I think the pendulum is swinging away from Limbaugh for the time being, especially with the last mid-term elections going as they did. After eight years and all the crap that came with it, McCain’s movement to the right (e.g., embracing the religious wing, Rovian tactics[sup]*[/sup]) is out of synche with much of the electorate.

[sup]*Not really exclusive to the right, but compared to Obama’s campaign it has a definite right wing association. Not that Obama has run a uber-positive campaign, just that his strategic choices have been different. [/sup]

Omigawd! You mean to tell us that McCain should just get up off his duff and run some attack ads?

You’re a genius, man! Attack him!! True or false, what diff, everyone does it–but McCain never thought of this simple device that the public adores. Attack ads. So simple and yet–McCain hasn’t even tried this tactic! What a dunce he is. What a genius you are!!

You have to look back at the primary campaign. McCain didn’t have to run one. Everybody else imploded. While Obama had to run a tough primary against a credible opponent, McCain just had to say POW enough and the waters parted before him. Once nominated, he seemed to buy into his inevitability. Of course he was going to win, he was a POW. He refused to believe the public would get behind someone he so thoroughly despised. It wasn’t until the Palin spike came crashing down that he realized he was in a fight. Then he thought he could just win with negative ads, Democrats in the past were always beaten by those. Now he’s got an issue in Obama’s wheelhouse that he doesn’t know a blessed thing about. All his standard lines- POW, lower taxes, earmarks, don’t mean diddly squat. He has been completely unable to adjust, his attempts look like wild mood swings more than reasoned approaches.

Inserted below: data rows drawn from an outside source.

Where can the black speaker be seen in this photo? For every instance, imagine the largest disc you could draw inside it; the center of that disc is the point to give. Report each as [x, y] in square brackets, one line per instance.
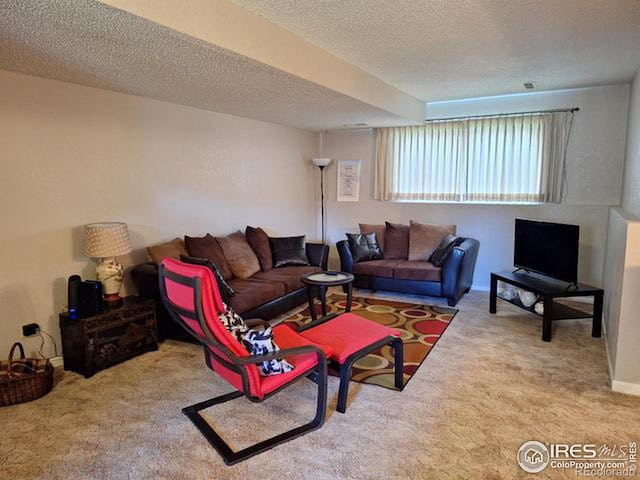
[73, 296]
[90, 298]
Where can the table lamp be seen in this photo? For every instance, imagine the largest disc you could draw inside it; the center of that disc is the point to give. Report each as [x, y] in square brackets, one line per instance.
[106, 241]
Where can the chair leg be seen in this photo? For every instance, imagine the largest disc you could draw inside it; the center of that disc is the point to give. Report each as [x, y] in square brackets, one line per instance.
[399, 361]
[231, 457]
[345, 374]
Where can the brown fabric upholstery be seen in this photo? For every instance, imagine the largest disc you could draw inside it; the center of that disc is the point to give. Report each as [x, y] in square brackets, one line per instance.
[259, 241]
[377, 268]
[415, 270]
[379, 230]
[172, 249]
[241, 258]
[253, 293]
[208, 247]
[424, 238]
[396, 241]
[287, 276]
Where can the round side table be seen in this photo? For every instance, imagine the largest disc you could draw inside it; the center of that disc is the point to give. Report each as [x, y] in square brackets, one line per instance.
[318, 282]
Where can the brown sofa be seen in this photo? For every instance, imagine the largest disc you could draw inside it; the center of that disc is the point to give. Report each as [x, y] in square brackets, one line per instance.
[265, 294]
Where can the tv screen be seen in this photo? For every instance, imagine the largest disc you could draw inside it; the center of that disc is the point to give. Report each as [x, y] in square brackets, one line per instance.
[547, 248]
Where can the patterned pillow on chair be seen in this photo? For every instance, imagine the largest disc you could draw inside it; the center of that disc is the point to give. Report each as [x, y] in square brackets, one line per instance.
[233, 323]
[260, 342]
[257, 342]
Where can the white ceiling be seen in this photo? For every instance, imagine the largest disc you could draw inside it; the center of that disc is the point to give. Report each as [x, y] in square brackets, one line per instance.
[450, 49]
[92, 44]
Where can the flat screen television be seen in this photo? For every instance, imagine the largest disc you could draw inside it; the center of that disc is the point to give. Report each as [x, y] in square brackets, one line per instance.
[550, 249]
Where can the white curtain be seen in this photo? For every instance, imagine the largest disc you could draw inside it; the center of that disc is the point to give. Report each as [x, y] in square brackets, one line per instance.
[502, 158]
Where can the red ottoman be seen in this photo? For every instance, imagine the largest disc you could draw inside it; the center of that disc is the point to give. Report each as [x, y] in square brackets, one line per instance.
[352, 337]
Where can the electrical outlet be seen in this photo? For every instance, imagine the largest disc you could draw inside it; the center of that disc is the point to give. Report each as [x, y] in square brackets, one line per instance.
[30, 329]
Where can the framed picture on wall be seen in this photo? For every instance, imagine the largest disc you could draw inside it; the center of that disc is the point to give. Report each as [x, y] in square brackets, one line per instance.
[348, 181]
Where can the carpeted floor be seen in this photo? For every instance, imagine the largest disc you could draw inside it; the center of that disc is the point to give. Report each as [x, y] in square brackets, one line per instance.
[488, 386]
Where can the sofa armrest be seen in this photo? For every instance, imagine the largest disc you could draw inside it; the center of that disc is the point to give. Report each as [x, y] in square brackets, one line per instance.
[346, 259]
[318, 254]
[145, 279]
[458, 268]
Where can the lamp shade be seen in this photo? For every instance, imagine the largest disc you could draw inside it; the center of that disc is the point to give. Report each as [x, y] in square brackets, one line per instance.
[321, 162]
[108, 239]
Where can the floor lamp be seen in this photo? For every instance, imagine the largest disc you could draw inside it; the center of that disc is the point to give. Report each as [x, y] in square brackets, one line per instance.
[321, 163]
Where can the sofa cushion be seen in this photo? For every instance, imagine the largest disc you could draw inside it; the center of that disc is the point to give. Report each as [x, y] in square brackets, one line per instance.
[424, 238]
[207, 247]
[259, 241]
[442, 252]
[253, 293]
[288, 251]
[172, 249]
[379, 230]
[417, 270]
[377, 268]
[396, 241]
[289, 277]
[364, 247]
[239, 254]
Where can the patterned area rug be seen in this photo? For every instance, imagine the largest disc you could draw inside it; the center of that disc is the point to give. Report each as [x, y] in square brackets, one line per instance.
[421, 326]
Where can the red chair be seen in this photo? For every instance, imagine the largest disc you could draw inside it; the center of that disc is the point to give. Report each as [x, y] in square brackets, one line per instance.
[191, 295]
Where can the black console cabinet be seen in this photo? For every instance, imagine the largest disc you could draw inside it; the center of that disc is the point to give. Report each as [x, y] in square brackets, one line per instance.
[549, 290]
[94, 343]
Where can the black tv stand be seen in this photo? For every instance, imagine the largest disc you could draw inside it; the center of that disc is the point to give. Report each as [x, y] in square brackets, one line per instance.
[549, 290]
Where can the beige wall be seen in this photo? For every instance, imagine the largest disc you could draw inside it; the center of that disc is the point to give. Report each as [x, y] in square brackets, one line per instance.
[594, 168]
[631, 188]
[622, 272]
[73, 155]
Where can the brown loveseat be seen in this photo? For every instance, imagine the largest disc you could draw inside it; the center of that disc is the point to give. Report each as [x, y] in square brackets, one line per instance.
[397, 272]
[265, 294]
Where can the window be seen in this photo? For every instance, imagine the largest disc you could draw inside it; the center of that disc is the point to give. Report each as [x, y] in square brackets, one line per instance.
[515, 158]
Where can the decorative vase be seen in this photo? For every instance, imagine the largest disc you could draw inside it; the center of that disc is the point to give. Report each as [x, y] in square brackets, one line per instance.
[528, 298]
[110, 273]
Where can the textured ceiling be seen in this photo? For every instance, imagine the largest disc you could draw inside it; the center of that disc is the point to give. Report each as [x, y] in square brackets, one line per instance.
[449, 49]
[91, 44]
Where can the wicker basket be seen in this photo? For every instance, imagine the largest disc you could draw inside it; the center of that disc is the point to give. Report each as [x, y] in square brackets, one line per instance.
[24, 379]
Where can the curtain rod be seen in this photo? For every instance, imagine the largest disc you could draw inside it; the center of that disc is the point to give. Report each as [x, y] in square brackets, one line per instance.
[489, 115]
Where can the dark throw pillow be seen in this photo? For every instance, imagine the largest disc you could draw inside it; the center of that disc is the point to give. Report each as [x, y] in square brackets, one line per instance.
[208, 247]
[226, 290]
[441, 253]
[364, 247]
[396, 240]
[259, 241]
[288, 251]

The irony is that Conservatives still don’t get it. I was reading an article yesterday where the Conservative consensus is that McCain is losing because he hasn’t been true enough to the Conservative cause. They feel he should have embraced Conservative values more strongly and openly and attacking Obama more forcibly and negatively for not having those values. It doesn’t seem to have struck these people that people are making a choice and are apparently rejecting these ideas. If the voters though McCain wasn’t Conservative enough, would they be choosing Obama instead? The Conservatives can’t understand that it’s Conservatism that’s being rejected not John McCain.

McCain was chosen by voters over candidates like Romney, Guiliani, Thompson, Huckabee, Tancredo, Brownback, Hunter, and Keyes. He was the least conservative Republican in the pack. That should have been a message to the Republicans. But for some reason, once he was nominated, McCain fell for the argument that he needed to be a Conservative to win the election.

McCain has changed. Or, more specifically, how he campaigns has changed.

I really liked him in the 2000 primaries. He said what he believed, even if was contrary to his own best interests or his party leadership. He worked well with folks from the other party. He refrained from partisanship and personal attacks. He struck me as honest and straightforward.

Flash ahead eight years, and it’s different. I blame his handlers and his inability to disregard their campaign advice. Too many attacks, too much negativity. Shameless pandering, like the nomination of Palin. I think in a year or so he’ll look back at this campaign and regret that he allowed himself to be trapped in the same kind of campaign that the Republicans have run for the last 20 years, and he should have just been himself.

(By the way, I think a lot of your criticisms about Obama are just plain distortions).

I think there’s an After School Special or Teen-Angst movie in here somewhere. Not the take-off-the-glasses-lose-the-ponytail kind of vapidity — more the dude-whose-kinda-an-outsider-who-starts-taking-lessons-from-the-teen-masher-in-order-to-get-in-with-the-girls-but-at-the-end-of-the-day-learns-he-should-really-just-be-himself.

I think everyone (politicians especially) has the potential to be a dick. McCain should have just stuck to being his own kind of dick rather than haphazardly trying to adopt the ways of the date-raping quarterback. I think he picked up anti-Obama votes but relatively few pro-McCain votes (thinking moderates and switchers here — those of us who early on thought they might end up voting for him).